Just like plt.hist, plt.hist2d has a number of extra options to fine-tune the plot and the binning, which are nicely outlined in the function docstring. Further, just as plt.hist has a counterpart in np.histogram, plt.hist2d has a counterpart in np.histogram2d:

counts, xedges, yedges = np.histogram2d(x, y, bins=30)
print(counts.shape)
(30, 30)

For the generalization of this histogram binning when there are more than two dimensions, see the np.histogramdd function.

plt.hexbin: Hexagonal binnings#

The two-dimensional histogram creates a tesselation of squares across the axes. Another natural shape for such a tesselation is the regular hexagon. For this purpose, Matplotlib provides the plt.hexbin routine, which represents a two-dimensional dataset binned within a grid of hexagons (see the following figure):

plt.hexbin(x, y, gridsize=30)
cb = plt.colorbar(label='count in bin')
_images/7faa035dacadd9750352d4cc8a5cde75ed03bcb862d8e5294697003fd686e7a3.png

plt.hexbin has a number of additional options, including the ability to specify weights for each point and to change the output in each bin to any NumPy aggregate (mean of weights, standard deviation of weights, etc.).

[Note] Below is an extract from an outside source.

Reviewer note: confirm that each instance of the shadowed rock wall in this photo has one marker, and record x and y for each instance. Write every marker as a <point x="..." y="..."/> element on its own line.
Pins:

Kernel density estimation#

Another common method for estimating and representing densities in multiple dimensions is kernel density estimation (KDE). This will be discussed more fully in In-Depth: Kernel Density Estimation, but for now I’ll simply mention that KDE can be thought of as a way to “smear out” the points in space and add up the result to obtain a smooth function. One extremely quick and simple KDE implementation exists in the scipy.stats package. Here is a quick example of using KDE (see the following figure):

from scipy.stats import gaussian_kde

# fit an array of size [Ndim, Nsamples]
data = np.vstack([x, y])
kde = gaussian_kde(data)

# evaluate on a regular grid
xgrid = np.linspace(-3.5, 3.5, 40)
ygrid = np.linspace(-6, 6, 40)
Xgrid, Ygrid = np.meshgrid(xgrid, ygrid)
Z = kde.evaluate(np.vstack([Xgrid.ravel(), Ygrid.ravel()]))

# Plot the result as an image
plt.imshow(Z.reshape(Xgrid.shape),
           origin='lower', aspect='auto',
           extent=[-3.5, 3.5, -6, 6])
cb = plt.colorbar()
cb.set_label("density")
_images/c59ca74ca92d9041f863496ca94633d0c07fbfdf055ae9da1053b6f9c9cbc7f3.png

KDE has a smoothing length that effectively slides the knob between detail and smoothness (one example of the ubiquitous bias–variance trade-off). The literature on choosing an appropriate smoothing length is vast; gaussian_kde uses a rule of thumb to attempt to find a nearly optimal smoothing length for the input data.

Other KDE implementations are available within the SciPy ecosystem, each with its own strengths and weaknesses; see, for example, sklearn.neighbors.KernelDensity and statsmodels.nonparametric.KDEMultivariate. For visualizations based on KDE, using Matplotlib tends to be overly verbose. The Seaborn library, discussed in Visualization With Seaborn, provides a much more compact API for creating KDE-based visualizations.